- Born: 29 August 1895 Metz, Alsace-Lorraine
- Died: 29 March 1967 (aged 71) Krautheim, Germany
- Allegiance: German Empire (to 1918) Weimar Republic (to 1933) Nazi Germany
- Branch: Army
- Rank: Generalmajor
- Commands: Feldkommandeur of Laval
- Conflicts: World War II World War I
- Awards: Ehrenkreuz, Hohenzollern

= Hans Leistikow (general) =

German general

Hans Leistikow was a German general during the Second World War.

==Biography==
In August 1895, Hans Leistikow was born in Metz in Alsace-Lorraine. He fought during the First World War and made a military career in the German army. Senior Officer at the beginning of World War II, Leistikow participated in the battle of France.
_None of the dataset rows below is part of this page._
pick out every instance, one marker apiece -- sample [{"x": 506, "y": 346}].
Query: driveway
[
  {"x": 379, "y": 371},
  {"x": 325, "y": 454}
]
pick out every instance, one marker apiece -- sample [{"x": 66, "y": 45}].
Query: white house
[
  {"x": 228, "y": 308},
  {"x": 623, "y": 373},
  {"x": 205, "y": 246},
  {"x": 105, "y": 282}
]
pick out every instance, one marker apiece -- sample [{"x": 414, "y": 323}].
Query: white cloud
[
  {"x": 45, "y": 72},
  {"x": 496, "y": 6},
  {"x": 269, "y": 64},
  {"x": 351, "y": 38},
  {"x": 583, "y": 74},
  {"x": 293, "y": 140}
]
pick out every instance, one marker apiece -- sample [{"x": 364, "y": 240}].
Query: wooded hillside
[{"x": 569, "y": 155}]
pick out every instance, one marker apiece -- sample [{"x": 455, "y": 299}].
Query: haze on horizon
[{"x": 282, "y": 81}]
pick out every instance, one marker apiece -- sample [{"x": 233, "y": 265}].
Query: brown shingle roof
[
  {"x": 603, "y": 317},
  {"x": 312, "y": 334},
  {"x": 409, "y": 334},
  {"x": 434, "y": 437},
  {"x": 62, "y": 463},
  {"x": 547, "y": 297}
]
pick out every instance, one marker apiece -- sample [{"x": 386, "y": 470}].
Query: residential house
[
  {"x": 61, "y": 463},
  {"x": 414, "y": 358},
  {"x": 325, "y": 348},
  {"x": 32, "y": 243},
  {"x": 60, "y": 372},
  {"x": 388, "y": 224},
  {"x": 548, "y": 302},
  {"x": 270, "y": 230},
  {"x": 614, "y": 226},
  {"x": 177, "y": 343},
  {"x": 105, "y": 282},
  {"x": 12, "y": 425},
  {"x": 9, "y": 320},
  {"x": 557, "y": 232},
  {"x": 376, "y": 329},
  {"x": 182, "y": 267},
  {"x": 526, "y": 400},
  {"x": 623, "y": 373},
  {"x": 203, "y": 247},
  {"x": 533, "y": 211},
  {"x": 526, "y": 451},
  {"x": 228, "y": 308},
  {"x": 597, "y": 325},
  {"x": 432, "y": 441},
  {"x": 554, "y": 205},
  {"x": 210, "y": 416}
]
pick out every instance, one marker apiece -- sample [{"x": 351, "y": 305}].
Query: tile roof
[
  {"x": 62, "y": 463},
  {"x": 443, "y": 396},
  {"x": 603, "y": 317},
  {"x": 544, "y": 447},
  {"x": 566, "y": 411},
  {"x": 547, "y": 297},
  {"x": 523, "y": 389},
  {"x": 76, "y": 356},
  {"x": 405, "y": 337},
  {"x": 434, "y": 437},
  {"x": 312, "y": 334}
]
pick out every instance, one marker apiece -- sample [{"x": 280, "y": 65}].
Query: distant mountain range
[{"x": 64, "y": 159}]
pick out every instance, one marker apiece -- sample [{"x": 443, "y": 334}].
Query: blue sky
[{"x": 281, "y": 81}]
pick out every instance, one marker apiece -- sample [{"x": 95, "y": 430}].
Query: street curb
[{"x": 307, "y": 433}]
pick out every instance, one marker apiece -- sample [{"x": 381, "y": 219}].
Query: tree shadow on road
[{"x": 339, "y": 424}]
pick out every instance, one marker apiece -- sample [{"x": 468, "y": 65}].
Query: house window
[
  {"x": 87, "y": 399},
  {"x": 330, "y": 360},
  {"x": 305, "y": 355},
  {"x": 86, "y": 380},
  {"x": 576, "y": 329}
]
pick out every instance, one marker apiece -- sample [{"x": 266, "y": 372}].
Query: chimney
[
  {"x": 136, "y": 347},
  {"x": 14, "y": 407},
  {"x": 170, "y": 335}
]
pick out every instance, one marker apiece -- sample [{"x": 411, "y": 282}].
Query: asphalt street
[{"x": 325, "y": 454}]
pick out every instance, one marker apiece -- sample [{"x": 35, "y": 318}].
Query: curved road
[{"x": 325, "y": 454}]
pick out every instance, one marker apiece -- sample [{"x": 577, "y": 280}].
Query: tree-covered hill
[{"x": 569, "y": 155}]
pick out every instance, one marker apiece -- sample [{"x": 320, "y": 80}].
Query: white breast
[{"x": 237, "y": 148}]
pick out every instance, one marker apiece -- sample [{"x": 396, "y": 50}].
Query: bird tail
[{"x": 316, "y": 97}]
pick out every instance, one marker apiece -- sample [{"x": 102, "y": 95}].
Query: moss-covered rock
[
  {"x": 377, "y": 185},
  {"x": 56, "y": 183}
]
After various assignments, Hans Leistikow was appointed Feldkommandeur of Laval (Feldkommandantur 582) in June 1944. While German troops retreated in front of the victorious US Army, Leistikow was promoted to the grade of Generalmajor on 1 October 1944. He was captured shortly after.

Hans Leistikow died in 1967, at Krautheim, Baden-Württemberg.

==Decorations==
- Iron Cross of 1914, 1st and 2nd class
- Knight's Cross of the Royal House Order of Hohenzollern with Swords
- Wound Badge (1918) in Black
- Hanseatic Cross of Hamburg

== Sources ==
- Die Generale des Heeres 1921–1945.